Okay, so I'm writing a little background story for a character I'm developing. Whether or not I'll use this in the story, I'm not sure.

          A Chain of Cross. That was Marilyn's sixth birthday present. It wasn't the new Barbie doll she'd been hoping for, but she didn't complain at all. She never dared to; not even to her loving parents. Even at that age, she knew that praying was important.

          Her great-grandmother, who Marilyn was named after, had taken the delicate gold chain into her gentle, wrinkled hands when Marilyn excitedly showed it to her; Nana Marilyn told her all about her first Chain of Cross. She told her it was a present from her parents when she'd made her First Holy Communion.

        Marilyn didn't know exactly what Holy Communion meant, other than it left Marilyn with Mr. Dillon - the old man who lived next door, whom Marilyn's parents drove to Mass every week - her parents disappeared to another end of the church for several minutes. Mr. Dillon was barely able to walk down his driveway, let alone take the long stroll for Communion. Marilyn longed to accompany her parents; partly out of pure curiosity, and to avoid those awkward sittings with Mr. Dillon.

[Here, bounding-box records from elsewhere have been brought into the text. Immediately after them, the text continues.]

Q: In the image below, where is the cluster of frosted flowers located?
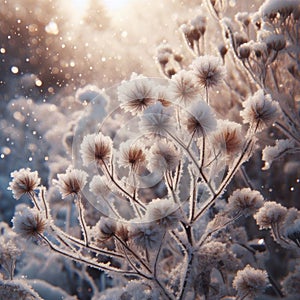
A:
[9,69,284,299]
[4,1,300,299]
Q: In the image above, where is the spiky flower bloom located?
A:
[148,140,180,173]
[12,208,47,239]
[96,217,117,241]
[145,199,180,228]
[183,100,217,137]
[80,132,112,166]
[232,265,269,299]
[228,188,264,216]
[282,265,300,299]
[212,120,244,157]
[8,168,41,200]
[118,78,155,115]
[254,201,287,229]
[139,102,174,136]
[90,175,111,197]
[0,239,22,278]
[53,168,88,198]
[262,139,299,170]
[192,55,225,88]
[285,218,300,247]
[118,140,146,172]
[156,85,172,107]
[259,0,299,21]
[169,70,199,106]
[240,90,279,131]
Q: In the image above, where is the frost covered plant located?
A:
[119,140,146,172]
[192,55,225,102]
[262,139,300,170]
[169,70,200,106]
[9,168,41,200]
[54,168,88,198]
[241,90,279,131]
[212,120,243,159]
[80,132,112,166]
[183,101,217,137]
[232,265,268,299]
[228,188,264,216]
[13,208,47,239]
[139,102,174,136]
[148,140,180,173]
[4,1,300,300]
[118,78,155,115]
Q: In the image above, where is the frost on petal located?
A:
[53,167,88,198]
[262,140,300,170]
[89,175,110,197]
[118,78,156,115]
[139,102,175,136]
[240,90,280,131]
[80,132,112,166]
[232,265,269,299]
[148,140,180,173]
[8,168,41,200]
[183,100,217,137]
[228,188,264,216]
[145,199,180,228]
[169,70,200,106]
[192,55,225,88]
[12,207,47,239]
[212,120,244,157]
[117,140,146,171]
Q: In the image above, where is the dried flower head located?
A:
[96,217,117,241]
[192,55,225,88]
[8,168,41,200]
[259,0,299,22]
[240,90,279,131]
[0,239,22,278]
[156,85,172,107]
[118,78,156,115]
[90,175,111,197]
[145,199,180,228]
[265,34,286,52]
[148,140,180,172]
[262,139,299,170]
[232,265,269,299]
[191,15,206,35]
[53,167,88,198]
[12,207,47,239]
[212,120,244,157]
[282,265,300,299]
[254,201,287,229]
[80,132,112,166]
[228,188,264,216]
[139,102,174,136]
[118,140,146,172]
[234,12,251,27]
[183,100,217,137]
[169,70,199,106]
[285,219,300,247]
[238,43,251,59]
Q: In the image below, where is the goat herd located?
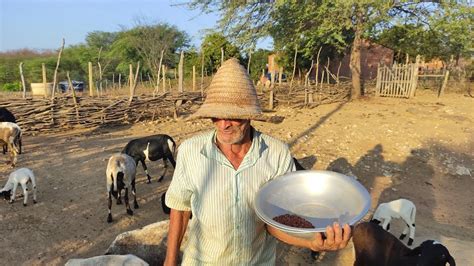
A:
[0,107,456,266]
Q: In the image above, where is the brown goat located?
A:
[0,122,21,167]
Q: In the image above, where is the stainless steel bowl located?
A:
[255,170,370,238]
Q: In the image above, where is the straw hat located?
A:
[189,58,269,121]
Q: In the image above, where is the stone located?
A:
[65,254,149,266]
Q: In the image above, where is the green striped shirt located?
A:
[166,130,295,265]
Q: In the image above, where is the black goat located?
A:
[0,107,21,154]
[122,134,176,183]
[352,222,456,266]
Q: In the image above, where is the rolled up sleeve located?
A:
[165,145,192,211]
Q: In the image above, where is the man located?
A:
[165,59,351,265]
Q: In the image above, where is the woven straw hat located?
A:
[189,58,268,121]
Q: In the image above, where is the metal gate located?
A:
[375,60,418,98]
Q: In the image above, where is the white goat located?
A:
[0,168,36,206]
[106,153,138,223]
[0,122,21,167]
[371,199,416,246]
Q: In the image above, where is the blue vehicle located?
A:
[265,72,286,81]
[58,80,84,93]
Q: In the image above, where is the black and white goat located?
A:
[371,199,416,246]
[122,134,176,183]
[0,122,21,166]
[0,107,21,154]
[106,153,138,223]
[0,168,36,206]
[352,222,456,266]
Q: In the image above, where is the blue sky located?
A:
[0,0,271,52]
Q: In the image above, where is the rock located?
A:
[65,254,149,266]
[105,220,188,265]
[456,165,471,176]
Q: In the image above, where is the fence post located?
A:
[438,70,449,98]
[41,63,48,97]
[88,62,94,97]
[268,87,274,110]
[375,63,382,96]
[178,51,184,92]
[20,62,26,99]
[410,55,421,97]
[193,66,196,91]
[161,65,166,92]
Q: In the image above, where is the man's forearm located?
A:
[165,209,190,265]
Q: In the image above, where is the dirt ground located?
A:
[0,92,474,265]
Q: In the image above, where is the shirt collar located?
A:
[201,127,268,170]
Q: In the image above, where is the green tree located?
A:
[111,20,190,82]
[201,32,241,72]
[189,0,473,98]
[245,49,272,80]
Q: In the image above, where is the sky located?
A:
[0,0,271,52]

          Marilyn wore her Chain of Cross to school with pride; it was encrusted with a single glistening diamond, which she thought made her school uniform look fantastic. She remembered Nana Marilyn telling her that wearing her Chain of Cross meant that she was closer to God. This comforted and delighted little Marilyn; how the children in her class would be jealous when they found out that she was closer to God than they were!

         The first person she showed her Chain to was Ms. Gray, her Senior Infant teacher. Ms. Gray was a young teacher, just settling into her career, and was delighted to enthuse over anything her children wanted; this was probably why she was the first adult Marilyn ever trusted, after her parents and Nana.

          However, this may have been the cruellest thing that Ms. Gray could have done to Marilyn at this time, though she certainly didn't intend to give the little girl expectations that her classmates would be so enthusiastic about her new-found passion for religion.

           After morning classes, Marilyn was outside playing hopscotch with two girls called Lily and Samantha. Marilyn would have called them friends in her own head; they got along most of the time, and all enjoyed their games of hopscotch. However, in reality, the girls have very little in common, and friendship was not part of the relationship.

           "What are you wearing on your neck, Marilyn?" Samantha asked when Marilyn leaned over to pick up the throwing stone, and her Cross dangled from her neck, its tiny diamond catching a glimmer of late morning sunlight.

          Marilyn stood up, careful not to wobble from her square, and held up the Cross for Samantha and Lily to take a closer look.

          "It's my Chain of Cross," she announced proudly. "It's my birthday present. My Nana Marilyn told me she got one when she made her... made her... First..." She momentarily forgot the word she was looking for, but carried on nontheless. "Anyway, she told me that wearing the Cross means I'm closer to God."

          "Closer to God?" Lily repeated skeptically. "Like at mass?"

          Marilyn shrugged. "I suppose it's kind of like mass. Except I can wear this all the time."

          "Why would you want to be at mass all the time?" She crinkled her nose, looking with ridicule at Marilyn's face. "You're weird, Marilyn."

           "I'm not weird," Marilyn argued defensively. She looked at Samantha, hoping for her support, but she was wearing the same look of disapproval as Lily.

           Lily made a grab for the stone in Marilyn's hand. "I don't want to play hopscotch with you anymore, Marilyn. You're a freak. You can't play with us anymore."

           Marilyn felt her throat start to ache, the way it had a year ago when her pet goldfish Finn had died. Her eyes started to fill with tears as Lily pushed her away from the hopscotch, and continued to play with Samantha. Shock made Marilyn stand and stare at them for a few minutes as they played, until Samantha finally looked at her and said;

           "Go away. We don't want you or your Cross here."

           That was the first time Marilyn got the feeling that being religious, being close to God, wasn't cool.